Preparación deficiente de superficies
- Soldar sobre acero con óxido, pintura, grasa o humedad debilita la unión.
Solución: limpiar y desbastar la zona antes de soldar; mantener materiales secos y protegidos.
Parámetros de soldadura incorrecto
- Amperaje, voltaje o velocidad inadecuados provocan porosidad, grietas y falta de penetración.
Solución: ajustar parámetros según el tipo y espesor del acero, y usar máquinas calibradas.
Uso de electrodos o materiales de baja calidad
- Consumibles baratos pueden generar uniones frágiles y con corrosión prematura.
Solución: usar electrodos y alambres certificados, adecuados para la aplicación estructural.
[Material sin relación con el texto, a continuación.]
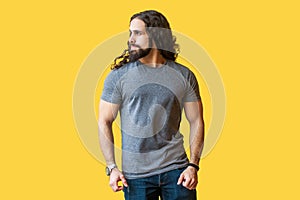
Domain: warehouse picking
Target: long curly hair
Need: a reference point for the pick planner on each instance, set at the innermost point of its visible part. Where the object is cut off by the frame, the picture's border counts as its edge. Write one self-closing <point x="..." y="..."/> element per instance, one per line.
<point x="158" y="29"/>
Falta de inspección y pruebas
- Cordones incompletos, grietas y uniones débiles pasan desapercibidos si no se revisan.
Solución: aplicar inspecciones visuales y ensayos no destructivos (NDT) en uniones críticas.
Personal no calificado
- Soldadores sin entrenamiento o experiencia producen trabajos inseguros y retrabajos costosos.
La calidad de la soldadura es la base de una estructura segura y duradera. Invertir en preparación, materiales y mano de obra calificada evita fallas prematuras, retrabajos y riesgos en la obra.
Referencias:
- AWS. (2023). Código de Soldadura Estructural – Acero.
- AISC. (2022). Mejores prácticas para soldadura en acero estructural.
- Cámara Mexicana de la Industria de la Construcción (CMIC). (2023). Guía de control de calidad en estructuras metálicas.